Natalie has some nickels, Dirk has some dimes, and Qunicy has some quarters. Dirk has five more dimes than Qunicy has quarters. If Natalie gives Dirk a nickel, Dirk gives Quincy a dimes, and Quincy gives Natalie a quarter, they will all have the same amount of money. How many coins did each have originally?

d = q+5

5(n-1)+25 = 10(d-1)+5 = 25(q-1)+10
(n,d,q) = (13,9,4)

To solve this problem, let's break it down step by step.

Let's assume that Natalie has "n" nickels, Dirk has "d" dimes, and Quincy has "q" quarters.

According to the given information, Dirk has five more dimes than Quincy has quarters, so we can set up an equation:

d = q + 5

Next, we are given the condition that if Natalie gives Dirk a nickel, Dirk gives Quincy a dime, and Quincy gives Natalie a quarter, they will all have the same amount of money.

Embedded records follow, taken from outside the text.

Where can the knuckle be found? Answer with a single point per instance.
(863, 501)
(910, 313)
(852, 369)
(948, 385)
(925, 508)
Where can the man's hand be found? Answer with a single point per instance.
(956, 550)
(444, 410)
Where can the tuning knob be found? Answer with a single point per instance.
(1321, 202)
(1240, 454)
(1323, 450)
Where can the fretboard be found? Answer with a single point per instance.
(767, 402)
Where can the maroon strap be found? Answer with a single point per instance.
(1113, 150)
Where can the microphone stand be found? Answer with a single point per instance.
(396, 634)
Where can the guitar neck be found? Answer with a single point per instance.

If Natalie gives Dirk a nickel, Natalie will have n-1 nickels, and Dirk will have d+1 dimes.

If Dirk gives Quincy a dime, Dirk will have d-1 dimes, and Quincy will have q+1 quarters.

If Quincy gives Natalie a quarter, Quincy will have q-1 quarters, and Natalie will have n+1 nickels.

According to the given condition, they will all have the same amount of money. This means:

(n-1)(0.05) = (d+1)(0.10) = (q+1)(0.25)

Simplifying this equation, we get:

0.05n - 0.05 = 0.10d + 0.10 = 0.25q + 0.25

Combining the three parts of the equation, we get:

0.05n - 0.05 = 0.10d + 0.10 = 0.25q + 0.25

Now, let's solve the equation:

0.05n - 0.05 = 0.10d + 0.10 -> (1)

0.05n - 0.05 = 0.25q + 0.25 -> (2)

From equation (1), we have:

0.10d + 0.10 = 0.10n - 0.10

0.10d = 0.10n

d = n

From equation (2), we have:

0.25q + 0.25 = 0.10n - 0.10

0.25q = 0.10n - 0.35

5q = 2n - 7

From the equation d = n, we can substitute n for d in the equation:

5q = 2d - 7

Now, let's solve this equation to find the values of n, d, and q.

We can start by trying different values of q and checking if it satisfies the equation:

Let's assume q = 2.

Therefore,

5(2) = 2d - 7

10 = 2d - 7

2d = 17

d = 8.5

Since d cannot be a decimal, q cannot be 2.

Let's try the next possible value.

Let's assume q = 3.

Therefore,

5(3) = 2d - 7

15 = 2d - 7

2d = 22

d = 11

Now we know that q = 3 and d = 11.

Since d = n, we also know that n = 11.

Therefore, Natalie originally had 11 nickels, Dirk originally had 11 dimes, and Quincy originally had 3 quarters.